India urged to re-think huge dam projects

India’s government has proposed building nearly 300 dams throughout the Himalayan range by 2030 to help meet its energy needs, which are under pressure from its booming population and rapid economic growth.

This will supplement India’s other energy sources such as nuclear, coal, solar and wind for power generation and energy supply, according to a  new study released by a group of scientists at National University of Singapore (NUS).

The government is proposing dams as the solution to attain energy-efficiency, economic growth and environmental protection, but Professor Maharaj K Pandit, who led the NUS study, argued that the enormous number of dams planned across Himalayan rivers could displace millions of people and destroy the natural resources there. “It is not only about the Himalayan valleys, but the downstream human population, their livelihoods and also likely dangers from unfortunate dam-breaks,” Pandit told Eco-Business in an e-mail interview. Some of the biggest river basins in the world such as the Indus, Ganga and Brahmaputra, have been identified.

“The Himalaya are a young mountain chain and are geologically very unstable, prone to earthquakes, therefore, we must be cautious about haphazard dam-building. There is a need for moderation which can come only through scientific studies,” explains Pandit. Using field data and modelling, his team which also involved researchers at the University of Delhi and the Kunming Institute of Botany of the Chinese Academy of Sciences, discovered that almost 90 per cent of the Himalayan valleys would be affected by dam building and that 27 per cent of these dams would affect dense forests with unique biodiversity.

The researchers projected that dam-related activities will submerge and destroy about 170,000 hectares of forests.

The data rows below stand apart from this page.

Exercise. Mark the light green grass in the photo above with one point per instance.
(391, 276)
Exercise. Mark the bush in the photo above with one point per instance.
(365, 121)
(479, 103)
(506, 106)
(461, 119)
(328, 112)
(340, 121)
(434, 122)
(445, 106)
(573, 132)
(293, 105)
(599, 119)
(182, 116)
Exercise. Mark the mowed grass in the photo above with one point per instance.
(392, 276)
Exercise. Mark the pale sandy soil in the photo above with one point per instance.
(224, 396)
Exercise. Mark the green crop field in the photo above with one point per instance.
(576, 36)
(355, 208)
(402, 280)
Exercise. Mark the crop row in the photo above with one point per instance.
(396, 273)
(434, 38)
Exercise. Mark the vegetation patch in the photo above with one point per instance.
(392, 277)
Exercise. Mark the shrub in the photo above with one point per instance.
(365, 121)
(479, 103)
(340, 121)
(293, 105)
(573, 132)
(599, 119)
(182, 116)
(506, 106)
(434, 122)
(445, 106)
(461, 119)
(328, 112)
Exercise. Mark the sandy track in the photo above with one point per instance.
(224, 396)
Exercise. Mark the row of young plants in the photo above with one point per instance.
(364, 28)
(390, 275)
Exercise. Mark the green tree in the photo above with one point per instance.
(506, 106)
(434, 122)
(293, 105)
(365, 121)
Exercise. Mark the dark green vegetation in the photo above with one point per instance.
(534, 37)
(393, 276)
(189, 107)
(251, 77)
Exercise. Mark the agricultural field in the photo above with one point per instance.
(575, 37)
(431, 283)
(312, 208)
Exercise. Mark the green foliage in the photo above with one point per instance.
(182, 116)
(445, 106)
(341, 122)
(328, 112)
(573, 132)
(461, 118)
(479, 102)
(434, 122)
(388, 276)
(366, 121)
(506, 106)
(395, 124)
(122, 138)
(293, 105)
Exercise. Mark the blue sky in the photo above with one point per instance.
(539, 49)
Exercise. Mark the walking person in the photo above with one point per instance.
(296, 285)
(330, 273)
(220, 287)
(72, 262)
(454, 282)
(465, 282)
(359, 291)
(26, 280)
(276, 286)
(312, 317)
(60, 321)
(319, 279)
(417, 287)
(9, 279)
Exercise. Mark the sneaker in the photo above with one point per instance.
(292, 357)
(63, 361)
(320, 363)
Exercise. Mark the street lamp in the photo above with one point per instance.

They also predicted that the dam density in the Himalaya is likely to be about 62 times greater than the current global average, which would result in deforestation and the extinction of 22 flowering plants and  seven vertebrate species.

The study also found that water volume is the main driver of the richness of fish species in the rivers. Water withdrawals due to massive dam building activity would seriously undermine fish survival and diversity, fragment habitats and limit fish migration in these rivers, with long-term consequences for the livelihoods of fishermen.

Besides threatening biodiversity, the study also revealed the impact of dam-building activities on human lives and livelihoods. Due to high population density, dams have displaced Indian citizens for decades.

“The importance of the study lies in the issues that it raises. It is crucial for policy decisions to have robust scientific rationale behind taking sound economic decisions, mere raising conflicts and making noise won’t help any cause. Another is that there will be more countries embarking on haphazard dam building stand to gain from the consequences of such actions; decision-makers and policy advisers need to realize that informed decision-making would be better than merely pushing an agenda,” Pandit explained.

The findings from the study highlight the need for sustainable power development.

Pandit said the study made the following recommendations to the Indian government:

*The country may not need as many dams if there was proper maintenance and upkeep of existing power transmission and distribution infrastructure which is in a bad state;

* Reducing the number of dams would save loss of thousands of square kilometers of forests and loss of human property, resettlement issues that has traditionally plagued people in India;

* Less loss of precious forests would mean fewer species threatened with extinction.